[Csv] PEP 305

Fri Aug 22 02:58:49 CEST 2003

>In studying the new CSV module, I find two problems, particularly in
>interpreting csv files used for database import/export. Currently we use
>our own csv parsing/writing utility, but would like to use the language
>supported facility if possible.
>
>1. When reading a field with adjacent delimiters (an empty field), your
>code always maps that to an empty string. When interpreting DB output (at
>least for DB2), an empty string is a pair of quotes. An empty field
>represents NULL in the database and we parse that as the Python object
>None (same result as from an SQL query). Using the csv module as is, an
>empty string and None export identically. If this behavior were encoded
>into the dialect, we could easily modify this behavior to suit our needs.
>
>2. The other problem for my application, is the differentiation between
>numeric data and strings of numbers in the csv file (this again is related
>to DB2 import/export files). Our needs are to map anything with quotes in
>the csv to a string (even if it is numeric). Anything without quotes
>should map to a Python numeric type (or, as mentioned above, None when
>adjacent delimiters appear). Of course, this would imply the possibility
>of a ValueError when reading a csv.
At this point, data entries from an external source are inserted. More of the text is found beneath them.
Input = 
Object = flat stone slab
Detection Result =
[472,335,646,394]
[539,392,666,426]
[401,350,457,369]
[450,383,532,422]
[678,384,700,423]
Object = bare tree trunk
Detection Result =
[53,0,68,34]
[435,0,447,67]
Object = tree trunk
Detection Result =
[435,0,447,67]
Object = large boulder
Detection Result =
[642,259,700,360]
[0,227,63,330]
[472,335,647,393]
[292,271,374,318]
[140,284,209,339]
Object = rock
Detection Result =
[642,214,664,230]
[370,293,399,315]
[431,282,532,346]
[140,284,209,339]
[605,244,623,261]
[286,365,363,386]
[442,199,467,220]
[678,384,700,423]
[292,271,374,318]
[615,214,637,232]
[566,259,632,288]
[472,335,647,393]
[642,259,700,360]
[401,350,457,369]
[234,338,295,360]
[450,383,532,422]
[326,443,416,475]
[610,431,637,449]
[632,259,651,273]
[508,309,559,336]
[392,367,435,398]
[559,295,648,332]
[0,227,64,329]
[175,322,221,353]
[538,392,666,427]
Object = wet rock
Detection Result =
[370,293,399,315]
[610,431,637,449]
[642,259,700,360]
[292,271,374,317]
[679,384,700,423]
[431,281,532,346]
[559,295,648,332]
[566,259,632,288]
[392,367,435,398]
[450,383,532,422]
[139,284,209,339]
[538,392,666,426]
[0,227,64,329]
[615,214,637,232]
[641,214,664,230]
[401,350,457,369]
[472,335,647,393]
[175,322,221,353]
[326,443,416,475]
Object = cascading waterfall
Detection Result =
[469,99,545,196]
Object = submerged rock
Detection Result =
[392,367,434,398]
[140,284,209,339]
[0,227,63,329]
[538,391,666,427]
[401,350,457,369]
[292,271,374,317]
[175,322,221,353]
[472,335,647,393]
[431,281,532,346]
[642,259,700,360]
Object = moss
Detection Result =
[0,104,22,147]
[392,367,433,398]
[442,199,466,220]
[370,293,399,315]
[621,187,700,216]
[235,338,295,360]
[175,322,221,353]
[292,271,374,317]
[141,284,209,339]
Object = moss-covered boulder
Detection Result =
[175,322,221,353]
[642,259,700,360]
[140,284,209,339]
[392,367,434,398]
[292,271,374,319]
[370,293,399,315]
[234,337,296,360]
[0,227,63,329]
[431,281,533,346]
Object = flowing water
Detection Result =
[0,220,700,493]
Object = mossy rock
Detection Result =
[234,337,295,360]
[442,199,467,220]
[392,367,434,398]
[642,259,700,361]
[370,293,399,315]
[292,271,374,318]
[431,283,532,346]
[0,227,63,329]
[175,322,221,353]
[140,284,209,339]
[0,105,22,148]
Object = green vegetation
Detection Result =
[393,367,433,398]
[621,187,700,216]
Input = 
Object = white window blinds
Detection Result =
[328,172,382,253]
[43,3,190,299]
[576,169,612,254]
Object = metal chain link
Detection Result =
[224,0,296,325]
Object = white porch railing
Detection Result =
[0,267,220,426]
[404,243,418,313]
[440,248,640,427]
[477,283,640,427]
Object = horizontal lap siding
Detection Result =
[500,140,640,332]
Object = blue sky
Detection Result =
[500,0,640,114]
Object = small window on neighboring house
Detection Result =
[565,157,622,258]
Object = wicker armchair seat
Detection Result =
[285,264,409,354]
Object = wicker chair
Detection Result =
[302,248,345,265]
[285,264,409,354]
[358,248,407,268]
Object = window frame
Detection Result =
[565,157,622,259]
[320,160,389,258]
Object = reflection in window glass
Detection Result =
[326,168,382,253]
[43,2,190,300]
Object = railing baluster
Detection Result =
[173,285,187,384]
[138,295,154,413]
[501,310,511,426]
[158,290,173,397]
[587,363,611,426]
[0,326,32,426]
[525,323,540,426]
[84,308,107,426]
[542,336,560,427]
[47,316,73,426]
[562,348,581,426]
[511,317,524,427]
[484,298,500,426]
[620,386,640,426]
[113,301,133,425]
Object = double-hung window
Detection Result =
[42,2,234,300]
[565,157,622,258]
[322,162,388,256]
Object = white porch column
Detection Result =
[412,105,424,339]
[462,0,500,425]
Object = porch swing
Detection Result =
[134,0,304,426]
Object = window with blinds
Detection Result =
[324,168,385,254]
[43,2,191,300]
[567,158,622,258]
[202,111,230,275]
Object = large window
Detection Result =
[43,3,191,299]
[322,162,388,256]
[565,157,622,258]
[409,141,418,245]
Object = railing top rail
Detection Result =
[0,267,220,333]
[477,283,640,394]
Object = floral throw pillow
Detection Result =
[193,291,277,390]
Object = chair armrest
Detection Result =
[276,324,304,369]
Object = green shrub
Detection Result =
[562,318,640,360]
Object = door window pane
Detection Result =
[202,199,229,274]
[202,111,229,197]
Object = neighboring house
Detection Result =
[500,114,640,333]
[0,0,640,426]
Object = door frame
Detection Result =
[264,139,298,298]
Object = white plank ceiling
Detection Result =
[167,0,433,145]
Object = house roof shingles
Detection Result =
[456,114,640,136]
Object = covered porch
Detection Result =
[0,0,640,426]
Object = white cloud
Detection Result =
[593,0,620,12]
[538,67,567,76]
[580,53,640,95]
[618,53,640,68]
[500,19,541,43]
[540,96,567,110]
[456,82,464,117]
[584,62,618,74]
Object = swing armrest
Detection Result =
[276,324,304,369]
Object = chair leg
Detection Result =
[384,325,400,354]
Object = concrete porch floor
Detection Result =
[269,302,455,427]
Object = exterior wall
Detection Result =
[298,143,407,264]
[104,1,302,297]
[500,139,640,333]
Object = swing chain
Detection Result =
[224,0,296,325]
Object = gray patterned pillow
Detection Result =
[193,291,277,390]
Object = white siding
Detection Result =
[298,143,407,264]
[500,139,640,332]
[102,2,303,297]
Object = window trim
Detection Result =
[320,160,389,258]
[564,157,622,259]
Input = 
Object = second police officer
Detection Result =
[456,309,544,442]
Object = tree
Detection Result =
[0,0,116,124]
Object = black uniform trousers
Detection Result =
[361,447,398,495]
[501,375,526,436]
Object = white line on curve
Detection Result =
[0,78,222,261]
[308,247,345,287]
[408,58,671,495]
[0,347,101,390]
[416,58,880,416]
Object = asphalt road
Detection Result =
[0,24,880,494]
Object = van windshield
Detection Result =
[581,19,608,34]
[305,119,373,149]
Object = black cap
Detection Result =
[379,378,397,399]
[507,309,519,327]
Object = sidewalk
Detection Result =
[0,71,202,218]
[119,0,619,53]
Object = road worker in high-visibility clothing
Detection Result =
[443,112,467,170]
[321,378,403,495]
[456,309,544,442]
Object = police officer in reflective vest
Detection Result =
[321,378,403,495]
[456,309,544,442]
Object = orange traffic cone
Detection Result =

Again, it seems this behavior could be
>parameterized out into the dialect.
>
>Possibly both items could be addressed by a map_to_python_object
>parameter.

You raise valid points, and it's something we argued over for some time
when preparing the module for Python 2.3. I tend to agree that a switch
of some sort should enable this behaviour, but I suspect it will need
to be at least partially implemented in the underlying C parser (which
makes it a little less trivial).

As you note, there are two separate problems here - the first is that it
is impossible to distinguish between an empty field and an empty string:
this will need changes to the C parser. The second is that of typing the
results: I'm not convinced this belongs in the csv module - the database
user probably has a better idea of the required types than the csv module
could ever have. A layer on top of the csv parser that takes hints from
the database and casts columns to the appropriate type would be the best
option - possibly a list of type converters would be passed in.

-- 
Andrew McNamara, Senior Developer, Object Craft
http://www.object-craft.com.au/